Les résultats révèlent qu’une personne ayant des parents ou des frères et sœurs bénéficiaires de l’aide sociale a environ 22 % de chances supplémentaires de se retrouver dans la même situation. Ce chiffre montre l’importance du milieu familial dans la propagation de cette dépendance. Cependant, une différence nette apparaît lorsque l’on compare les relations entre cousins, qui partagent les mêmes grands-parents mais pas les mêmes parents. En effet, les jeunes ayant des cousins bénéficiaires de l’aide sociale n’ont que 4 % de chances supplémentaires d’y recourir à leur tour. Ce faible taux de transmission entre cousins montre que, même au sein de la famille élargie, l’influence de la dépendance sociale diminue considérablement.

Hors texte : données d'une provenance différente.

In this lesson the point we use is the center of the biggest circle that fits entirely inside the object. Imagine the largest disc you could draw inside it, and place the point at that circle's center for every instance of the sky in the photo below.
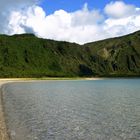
(79, 21)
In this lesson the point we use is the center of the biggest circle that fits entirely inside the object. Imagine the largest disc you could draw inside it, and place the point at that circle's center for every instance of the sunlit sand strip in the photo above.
(3, 129)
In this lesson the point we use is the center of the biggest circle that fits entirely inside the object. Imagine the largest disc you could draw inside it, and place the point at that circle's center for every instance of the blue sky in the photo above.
(72, 5)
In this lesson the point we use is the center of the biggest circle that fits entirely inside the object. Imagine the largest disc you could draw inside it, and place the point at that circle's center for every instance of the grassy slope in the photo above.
(28, 56)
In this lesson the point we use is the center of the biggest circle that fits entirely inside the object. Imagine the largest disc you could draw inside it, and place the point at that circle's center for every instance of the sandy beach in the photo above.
(3, 129)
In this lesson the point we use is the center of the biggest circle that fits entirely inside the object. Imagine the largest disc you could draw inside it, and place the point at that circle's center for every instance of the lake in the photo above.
(106, 109)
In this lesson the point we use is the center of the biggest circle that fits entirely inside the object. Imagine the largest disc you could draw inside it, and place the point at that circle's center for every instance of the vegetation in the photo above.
(28, 56)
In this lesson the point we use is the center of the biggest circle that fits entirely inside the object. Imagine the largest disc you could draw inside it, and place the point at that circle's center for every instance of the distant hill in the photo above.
(28, 56)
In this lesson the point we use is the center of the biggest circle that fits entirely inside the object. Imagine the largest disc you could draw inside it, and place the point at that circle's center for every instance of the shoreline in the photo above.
(3, 128)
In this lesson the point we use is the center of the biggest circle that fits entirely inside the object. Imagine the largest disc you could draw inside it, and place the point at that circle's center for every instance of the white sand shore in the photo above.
(3, 130)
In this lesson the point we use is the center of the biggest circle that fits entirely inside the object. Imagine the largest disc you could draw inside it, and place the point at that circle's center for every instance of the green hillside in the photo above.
(28, 56)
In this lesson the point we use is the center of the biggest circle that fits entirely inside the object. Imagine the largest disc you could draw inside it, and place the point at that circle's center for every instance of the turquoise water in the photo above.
(73, 110)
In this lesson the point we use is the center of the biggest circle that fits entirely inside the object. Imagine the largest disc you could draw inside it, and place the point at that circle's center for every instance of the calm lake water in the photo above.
(73, 110)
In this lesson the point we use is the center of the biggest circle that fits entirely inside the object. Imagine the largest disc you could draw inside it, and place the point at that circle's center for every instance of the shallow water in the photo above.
(73, 110)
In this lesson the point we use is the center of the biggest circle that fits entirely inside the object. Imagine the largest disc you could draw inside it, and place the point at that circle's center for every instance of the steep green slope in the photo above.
(28, 56)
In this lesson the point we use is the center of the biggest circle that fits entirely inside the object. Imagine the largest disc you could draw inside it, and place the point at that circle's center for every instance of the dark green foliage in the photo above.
(28, 56)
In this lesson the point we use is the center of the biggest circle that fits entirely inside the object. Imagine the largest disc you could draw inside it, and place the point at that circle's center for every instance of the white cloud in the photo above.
(81, 26)
(119, 9)
(6, 6)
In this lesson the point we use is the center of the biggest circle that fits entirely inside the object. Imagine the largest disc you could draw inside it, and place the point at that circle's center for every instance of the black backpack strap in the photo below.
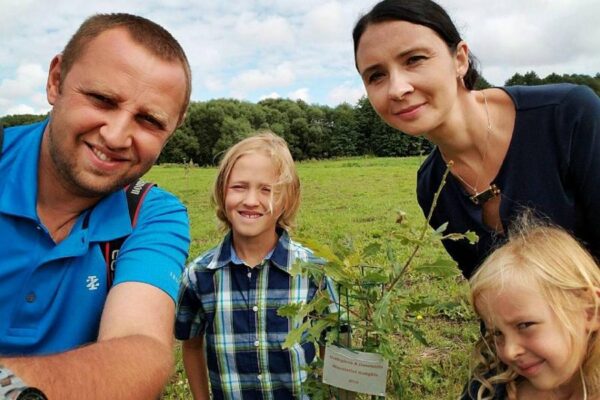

L’étude indique également que la transmission de l’aide sociale entre grands-parents et petits-enfants n’atteint que 20 %, un chiffre bien inférieur aux 42 % observés entre parents et enfants. Ces résultats suggèrent que la « malédiction de Tantale », qui signifie que la dépendance à l’aide sociale se perpétue sur plusieurs générations, n’est pas un phénomène systématique en Suisse. La dépendance ne semble pas se transmettre de manière durable entre générations, mais plutôt disparaître rapidement après deux générations.
Le rôle de la mobilité sociale dans la réduction de la dépendance
Un facteur clé qui atténue cette « malédiction » en Suisse réside dans la grande perméabilité du système éducatif. Contrairement à de nombreux autres pays où les inégalités sociales se reproduisent, la Suisse offre de nombreuses possibilités de formation tout au long de la vie. Ainsi, les jeunes adultes, même issus de familles défavorisées, ont la possibilité de commencer par un apprentissage et de poursuivre leurs études à des niveaux plus élevés, y compris dans des écoles spécialisées ou des universités. Cette flexibilité permet à de nombreux jeunes de briser le cycle de la pauvreté en acquérant des qualifications professionnelles qui les propulsent vers de meilleurs emplois.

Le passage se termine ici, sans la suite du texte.